囊中妖 采点彩 4434 2025-08-24 12:28

  

  可偏今日,他却分外想要那把伞。

她说他淋雨,而她刚好有伞,顺手为他撑一撑,不图什么。

风洛垂下眼帘,抬步走过去,用手勾住伞沿,往他的方向偏了偏。

对视上话眠疑惑的眼神。

“它不需要伞,”他声音压的极低,带着一点无奈的妥协,但又很渴望,“我...我需要。”

“...”

话眠错愕,他变的还真快。

“好吧,进来吧。”

话眠微微挑眉,将伞往风洛的方向偏了过去。

像是伸手要糖得到了回应,他神情终于松动了些,抿着嘴乖乖的站到伞下。

雨丝毫没有要停的意思,两人牵着马一路沉默,只有马蹄声和雨混合,将夜里搅得天翻地覆。

到第二日,雨总算是停了下来。

话眠一觉醒来只觉神清气爽,昨晚回客栈后给手上了药止住了血,现在已经好了大半。

方泽也被顺利带回了衙门,剩下的事就是抓住梦簧。

虽然方泽未透露出梦簧的下落,但好在昨日带回了梦簧的妖笔,只要跟着上面的妖气就能找到他。

竹妖夜晚妖力会大涨,也能很好的掩盖妖气,所以,最佳的时机自然是白日。

可话眠将布袋翻了个透,却怎么都找不到她从方泽那里拿回来的笔。

她对着床榻一通翻翻找找,褥子掀了,枕芯拆了,连床底的灰都抹了两把,却连妖笔的影儿都没摸着。
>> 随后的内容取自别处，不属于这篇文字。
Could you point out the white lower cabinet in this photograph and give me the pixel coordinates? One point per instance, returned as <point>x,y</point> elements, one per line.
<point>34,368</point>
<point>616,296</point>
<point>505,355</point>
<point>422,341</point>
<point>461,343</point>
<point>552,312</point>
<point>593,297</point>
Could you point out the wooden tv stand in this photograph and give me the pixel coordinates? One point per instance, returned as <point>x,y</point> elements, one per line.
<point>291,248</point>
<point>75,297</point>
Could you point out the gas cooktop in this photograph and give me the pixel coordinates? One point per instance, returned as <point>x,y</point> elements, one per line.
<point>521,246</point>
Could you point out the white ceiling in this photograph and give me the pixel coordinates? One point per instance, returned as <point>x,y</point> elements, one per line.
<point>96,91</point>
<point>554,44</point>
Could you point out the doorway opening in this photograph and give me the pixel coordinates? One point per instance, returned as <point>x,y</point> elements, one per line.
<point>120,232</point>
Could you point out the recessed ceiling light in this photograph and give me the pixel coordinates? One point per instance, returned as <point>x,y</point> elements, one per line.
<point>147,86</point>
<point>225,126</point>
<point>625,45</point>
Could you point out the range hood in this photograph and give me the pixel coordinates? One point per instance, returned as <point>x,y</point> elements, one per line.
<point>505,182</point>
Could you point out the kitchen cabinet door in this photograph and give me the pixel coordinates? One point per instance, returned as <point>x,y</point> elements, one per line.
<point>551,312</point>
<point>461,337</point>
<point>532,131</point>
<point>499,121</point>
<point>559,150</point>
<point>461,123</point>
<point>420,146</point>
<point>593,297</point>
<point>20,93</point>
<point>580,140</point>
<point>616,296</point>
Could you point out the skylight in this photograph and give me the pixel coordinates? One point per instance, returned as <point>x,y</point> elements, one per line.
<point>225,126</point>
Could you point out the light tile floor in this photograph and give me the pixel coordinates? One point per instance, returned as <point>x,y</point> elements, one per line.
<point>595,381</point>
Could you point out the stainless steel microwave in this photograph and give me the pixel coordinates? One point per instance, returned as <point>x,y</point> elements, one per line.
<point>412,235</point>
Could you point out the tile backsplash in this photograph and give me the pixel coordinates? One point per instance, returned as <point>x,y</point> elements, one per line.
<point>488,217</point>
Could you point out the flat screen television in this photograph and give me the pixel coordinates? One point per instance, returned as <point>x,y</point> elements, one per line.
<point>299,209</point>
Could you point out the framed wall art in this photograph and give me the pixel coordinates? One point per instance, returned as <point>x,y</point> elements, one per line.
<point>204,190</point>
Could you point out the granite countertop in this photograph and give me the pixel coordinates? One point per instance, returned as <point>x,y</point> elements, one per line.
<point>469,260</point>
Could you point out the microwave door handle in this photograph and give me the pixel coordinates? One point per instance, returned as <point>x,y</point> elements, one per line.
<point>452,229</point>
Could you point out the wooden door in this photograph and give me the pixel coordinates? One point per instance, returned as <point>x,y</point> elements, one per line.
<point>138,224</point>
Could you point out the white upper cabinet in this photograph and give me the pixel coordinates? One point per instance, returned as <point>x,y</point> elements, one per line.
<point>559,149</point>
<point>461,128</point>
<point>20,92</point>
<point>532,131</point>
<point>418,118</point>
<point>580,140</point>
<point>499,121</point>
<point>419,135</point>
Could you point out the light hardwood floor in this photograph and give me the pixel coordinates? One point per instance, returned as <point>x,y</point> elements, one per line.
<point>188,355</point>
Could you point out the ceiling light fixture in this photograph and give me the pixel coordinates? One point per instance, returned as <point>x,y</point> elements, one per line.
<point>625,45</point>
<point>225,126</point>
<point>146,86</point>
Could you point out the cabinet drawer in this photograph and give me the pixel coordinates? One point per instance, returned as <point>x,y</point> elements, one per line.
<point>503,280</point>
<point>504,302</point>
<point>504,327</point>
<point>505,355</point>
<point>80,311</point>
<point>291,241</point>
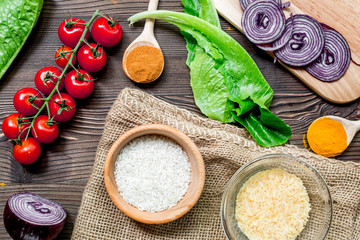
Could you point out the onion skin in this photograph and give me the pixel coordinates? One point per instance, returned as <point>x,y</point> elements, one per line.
<point>263,21</point>
<point>20,229</point>
<point>334,59</point>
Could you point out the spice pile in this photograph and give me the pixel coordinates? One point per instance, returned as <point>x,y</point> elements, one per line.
<point>144,64</point>
<point>152,173</point>
<point>327,137</point>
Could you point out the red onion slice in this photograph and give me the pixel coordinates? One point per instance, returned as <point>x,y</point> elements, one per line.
<point>245,3</point>
<point>305,44</point>
<point>334,60</point>
<point>29,216</point>
<point>283,40</point>
<point>263,21</point>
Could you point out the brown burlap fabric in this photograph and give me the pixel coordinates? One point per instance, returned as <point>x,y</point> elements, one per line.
<point>224,148</point>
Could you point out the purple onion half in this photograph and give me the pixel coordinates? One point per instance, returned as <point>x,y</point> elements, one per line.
<point>306,43</point>
<point>263,21</point>
<point>245,3</point>
<point>30,216</point>
<point>334,60</point>
<point>285,38</point>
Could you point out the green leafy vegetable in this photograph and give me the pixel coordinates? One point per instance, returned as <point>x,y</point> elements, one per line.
<point>227,84</point>
<point>17,19</point>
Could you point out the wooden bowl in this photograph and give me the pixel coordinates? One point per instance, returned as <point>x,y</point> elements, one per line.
<point>197,174</point>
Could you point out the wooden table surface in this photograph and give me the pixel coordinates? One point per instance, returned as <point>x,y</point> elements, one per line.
<point>65,166</point>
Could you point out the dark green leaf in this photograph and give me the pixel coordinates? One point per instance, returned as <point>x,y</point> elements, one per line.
<point>224,75</point>
<point>17,19</point>
<point>267,129</point>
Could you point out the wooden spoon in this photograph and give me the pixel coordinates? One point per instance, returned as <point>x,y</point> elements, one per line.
<point>351,127</point>
<point>146,38</point>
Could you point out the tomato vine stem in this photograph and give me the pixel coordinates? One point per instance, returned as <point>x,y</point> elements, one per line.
<point>61,77</point>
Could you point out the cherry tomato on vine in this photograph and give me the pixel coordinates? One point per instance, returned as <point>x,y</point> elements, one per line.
<point>62,56</point>
<point>10,126</point>
<point>24,100</point>
<point>106,31</point>
<point>44,130</point>
<point>70,33</point>
<point>62,108</point>
<point>90,62</point>
<point>79,84</point>
<point>28,151</point>
<point>46,79</point>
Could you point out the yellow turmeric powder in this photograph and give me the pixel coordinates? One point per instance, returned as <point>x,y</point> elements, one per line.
<point>327,137</point>
<point>144,64</point>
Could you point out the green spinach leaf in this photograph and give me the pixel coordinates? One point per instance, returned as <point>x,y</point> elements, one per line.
<point>218,63</point>
<point>17,19</point>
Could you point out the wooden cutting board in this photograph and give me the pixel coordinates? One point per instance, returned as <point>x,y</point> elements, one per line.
<point>341,15</point>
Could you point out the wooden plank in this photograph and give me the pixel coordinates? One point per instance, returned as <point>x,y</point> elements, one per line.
<point>344,90</point>
<point>65,166</point>
<point>338,14</point>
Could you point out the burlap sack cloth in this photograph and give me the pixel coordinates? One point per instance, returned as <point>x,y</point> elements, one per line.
<point>224,148</point>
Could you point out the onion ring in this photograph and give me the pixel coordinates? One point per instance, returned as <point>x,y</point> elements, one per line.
<point>263,21</point>
<point>306,43</point>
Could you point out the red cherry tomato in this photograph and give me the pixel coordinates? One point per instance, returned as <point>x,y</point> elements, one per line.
<point>79,85</point>
<point>46,79</point>
<point>44,131</point>
<point>24,99</point>
<point>10,126</point>
<point>70,33</point>
<point>106,31</point>
<point>88,61</point>
<point>63,55</point>
<point>28,151</point>
<point>63,109</point>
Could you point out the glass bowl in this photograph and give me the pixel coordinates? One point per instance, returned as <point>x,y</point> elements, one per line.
<point>320,198</point>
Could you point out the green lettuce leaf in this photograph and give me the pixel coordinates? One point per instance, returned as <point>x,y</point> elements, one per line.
<point>222,65</point>
<point>17,19</point>
<point>205,80</point>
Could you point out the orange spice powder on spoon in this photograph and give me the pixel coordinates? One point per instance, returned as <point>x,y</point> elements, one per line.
<point>144,64</point>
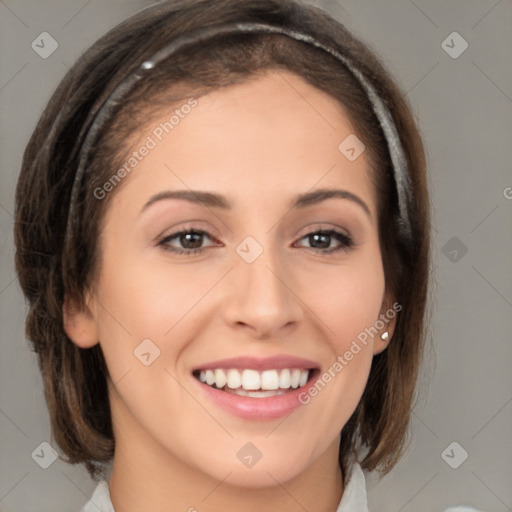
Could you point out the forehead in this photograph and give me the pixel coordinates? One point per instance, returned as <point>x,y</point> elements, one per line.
<point>270,134</point>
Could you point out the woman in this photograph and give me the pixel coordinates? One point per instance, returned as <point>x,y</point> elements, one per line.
<point>222,229</point>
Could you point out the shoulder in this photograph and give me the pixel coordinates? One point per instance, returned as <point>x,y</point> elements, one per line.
<point>100,499</point>
<point>354,497</point>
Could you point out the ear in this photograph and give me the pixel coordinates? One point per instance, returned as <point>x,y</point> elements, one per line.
<point>80,324</point>
<point>387,316</point>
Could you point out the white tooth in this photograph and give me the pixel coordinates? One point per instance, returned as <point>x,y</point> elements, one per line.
<point>295,378</point>
<point>250,379</point>
<point>284,379</point>
<point>234,379</point>
<point>269,379</point>
<point>210,377</point>
<point>220,378</point>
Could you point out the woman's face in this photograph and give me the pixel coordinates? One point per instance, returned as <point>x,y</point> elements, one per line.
<point>273,278</point>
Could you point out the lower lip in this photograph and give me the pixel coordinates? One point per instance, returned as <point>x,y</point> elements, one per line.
<point>267,408</point>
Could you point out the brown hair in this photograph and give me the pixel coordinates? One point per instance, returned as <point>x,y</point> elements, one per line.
<point>74,378</point>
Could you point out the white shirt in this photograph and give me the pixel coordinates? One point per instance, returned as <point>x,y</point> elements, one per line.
<point>353,499</point>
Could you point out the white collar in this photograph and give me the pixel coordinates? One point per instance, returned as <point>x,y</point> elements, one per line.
<point>354,497</point>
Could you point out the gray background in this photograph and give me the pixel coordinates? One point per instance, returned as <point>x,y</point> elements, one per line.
<point>464,107</point>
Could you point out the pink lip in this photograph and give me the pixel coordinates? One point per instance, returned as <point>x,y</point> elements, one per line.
<point>268,363</point>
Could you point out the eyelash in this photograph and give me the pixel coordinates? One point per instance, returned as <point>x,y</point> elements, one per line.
<point>345,240</point>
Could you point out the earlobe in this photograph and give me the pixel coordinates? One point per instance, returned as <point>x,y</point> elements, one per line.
<point>387,322</point>
<point>79,324</point>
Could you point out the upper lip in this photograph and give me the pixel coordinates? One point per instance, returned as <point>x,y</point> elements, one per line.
<point>266,363</point>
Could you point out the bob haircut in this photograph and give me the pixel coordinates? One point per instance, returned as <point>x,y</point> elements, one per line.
<point>75,379</point>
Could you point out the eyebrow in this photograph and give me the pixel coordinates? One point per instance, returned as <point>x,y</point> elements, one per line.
<point>212,200</point>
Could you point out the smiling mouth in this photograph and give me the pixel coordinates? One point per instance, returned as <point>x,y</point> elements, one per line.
<point>254,383</point>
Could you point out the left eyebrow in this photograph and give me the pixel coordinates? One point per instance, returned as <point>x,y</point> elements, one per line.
<point>194,196</point>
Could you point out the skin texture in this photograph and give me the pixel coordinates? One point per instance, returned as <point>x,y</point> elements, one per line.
<point>259,144</point>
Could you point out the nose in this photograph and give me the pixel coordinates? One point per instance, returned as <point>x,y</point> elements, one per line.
<point>262,299</point>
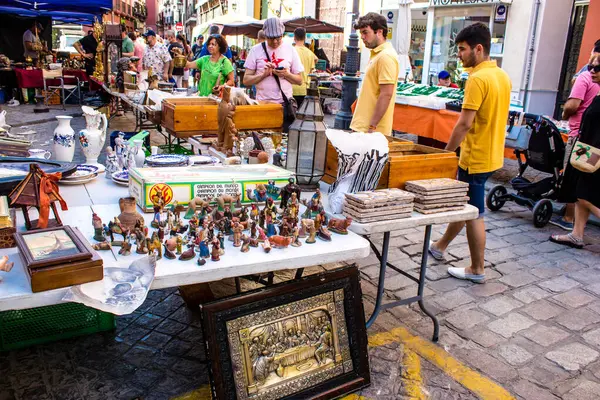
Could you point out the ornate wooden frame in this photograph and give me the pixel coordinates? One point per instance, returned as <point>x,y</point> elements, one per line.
<point>226,324</point>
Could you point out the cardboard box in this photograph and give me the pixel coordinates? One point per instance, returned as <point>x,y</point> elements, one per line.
<point>182,184</point>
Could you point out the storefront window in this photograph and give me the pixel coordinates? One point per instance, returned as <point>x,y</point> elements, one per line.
<point>448,22</point>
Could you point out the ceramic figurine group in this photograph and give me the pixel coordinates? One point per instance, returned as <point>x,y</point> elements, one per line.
<point>208,227</point>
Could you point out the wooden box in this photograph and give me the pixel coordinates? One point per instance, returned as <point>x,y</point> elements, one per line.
<point>408,161</point>
<point>331,164</point>
<point>186,117</point>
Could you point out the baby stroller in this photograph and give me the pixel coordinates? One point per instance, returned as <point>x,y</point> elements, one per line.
<point>544,151</point>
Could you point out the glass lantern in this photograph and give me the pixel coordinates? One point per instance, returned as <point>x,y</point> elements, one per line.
<point>307,142</point>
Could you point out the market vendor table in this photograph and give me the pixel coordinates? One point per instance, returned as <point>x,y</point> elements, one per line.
<point>386,227</point>
<point>102,195</point>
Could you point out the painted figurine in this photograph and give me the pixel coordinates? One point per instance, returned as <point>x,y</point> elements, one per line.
<point>98,231</point>
<point>214,255</point>
<point>339,226</point>
<point>204,250</point>
<point>111,163</point>
<point>245,244</point>
<point>237,234</point>
<point>286,192</point>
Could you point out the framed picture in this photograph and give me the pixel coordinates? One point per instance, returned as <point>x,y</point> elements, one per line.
<point>52,246</point>
<point>305,339</point>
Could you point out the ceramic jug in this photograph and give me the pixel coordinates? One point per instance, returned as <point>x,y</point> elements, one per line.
<point>64,139</point>
<point>92,138</point>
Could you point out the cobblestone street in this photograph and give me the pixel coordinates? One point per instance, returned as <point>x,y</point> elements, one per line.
<point>533,328</point>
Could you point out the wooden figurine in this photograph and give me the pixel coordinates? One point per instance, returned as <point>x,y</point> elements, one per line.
<point>339,226</point>
<point>40,190</point>
<point>215,254</point>
<point>98,231</point>
<point>237,234</point>
<point>188,254</point>
<point>288,190</point>
<point>245,244</point>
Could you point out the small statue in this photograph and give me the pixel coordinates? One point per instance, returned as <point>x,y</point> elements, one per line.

“怪了,我昨日明明放进这里了,总该不会是昨夜弄丢了吧!”

她一拍脑袋,仔细回忆着昨日的事,她拿到笔后,的确将那支笔塞进了布袋里,可今日再看,别的东西还在,偏只有那支笔不翼而飞了。

她急出一身薄汗,若真丢了被人捡去,会出大麻烦的。

她这么一想,便急匆匆的强召出了白笙。

白笙这妖,骨子里就懒,能坐着绝不站着,能躺着绝不坐着。除非话眠遇到生死大事,否则平日里他是绝不会主动出来的。

可偏这会,他又被话眠强行召了出来。

“狐狸大人,好狐狸,出大事了,从方泽那拿来的笔丢了!”

话眠这会急得像热锅里的蚂蚁,也不在乎白笙是不是臭着一张脸。

“你快帮我找找,要是被有心人捡去,不知道又要出什么事!”

白笙揉了揉额角,被人强行从梦里拽醒,脸上有些不悦,一双狐耳也在这时不高兴地蹦了出来。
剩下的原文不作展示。